CoinGecko enthüllt, dass über 14.039 der 24.000 Münzen, die seit 2014 auf ihrer Plattform gelistet sind, nicht mehr aktiv sind. Die enorme Zahl von 5.724 Münzen, die während des Bullenmarkts von 2021 gestartet wurden, sind heute nicht mehr handelbar.
Die Moral von der Geschicht? Seit den Spot Bitcoin ETFs ist eigentlich nur Bitcoin eine „sichere“ Wahl in Bezug auf Handelbarkeit und Zukunft.
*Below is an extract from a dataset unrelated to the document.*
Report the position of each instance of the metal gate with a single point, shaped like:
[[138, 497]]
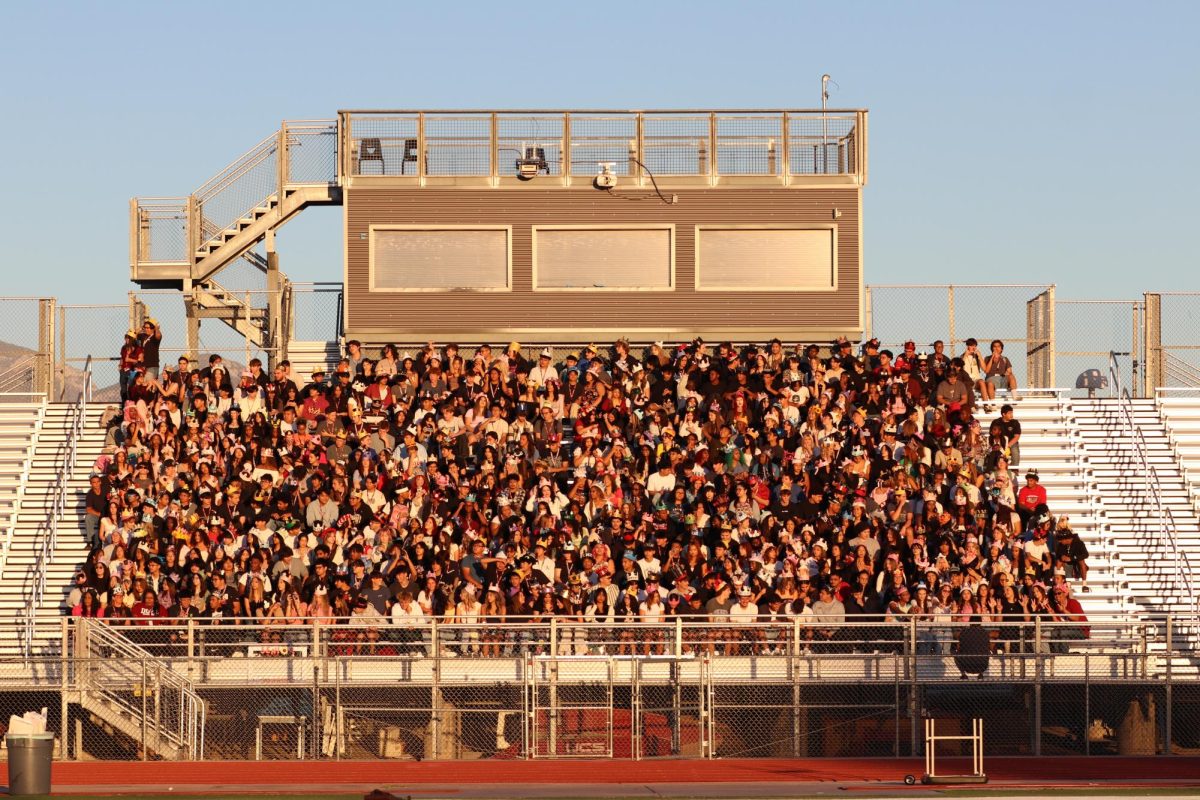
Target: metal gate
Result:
[[1039, 341], [570, 707], [670, 702]]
Die dunklen Jahre 2020 und 2021
Wenn wir auf die Jahre 2020 und 2021 zurückblicken, fällt eine Sache ins Auge, wenn es um Altcoins geht. Ein großer Teil der Münzen, die gestartet werden, sind dazu gedacht, die Eigentümer des Projekts schnell reich zu machen.
Sie erfinden eine schöne Geschichte, veröffentlichen ein Whitepaper, kopieren etwas Code von bestehenden Projekten und dumpen ihre Münzen dann auf Privatpersonen, die hoffen, dass sie die nächste große Kryptowährung in Händen halten.

CoinGecko stellt fest, dass die meisten Projekte, die gestartet und gescheitert sind, mit dem Hype um Memecoins zu tun hatten. Das sind im Wesentlichen Münzen, die als „Scherz“ gestartet werden, mit denen aber einige Leute (vor allem Insider) viel Geld verdienen.
Von den Münzen, die im Jahr 2023 gestartet wurden, sind sogar schon 298 nicht mehr aktiv.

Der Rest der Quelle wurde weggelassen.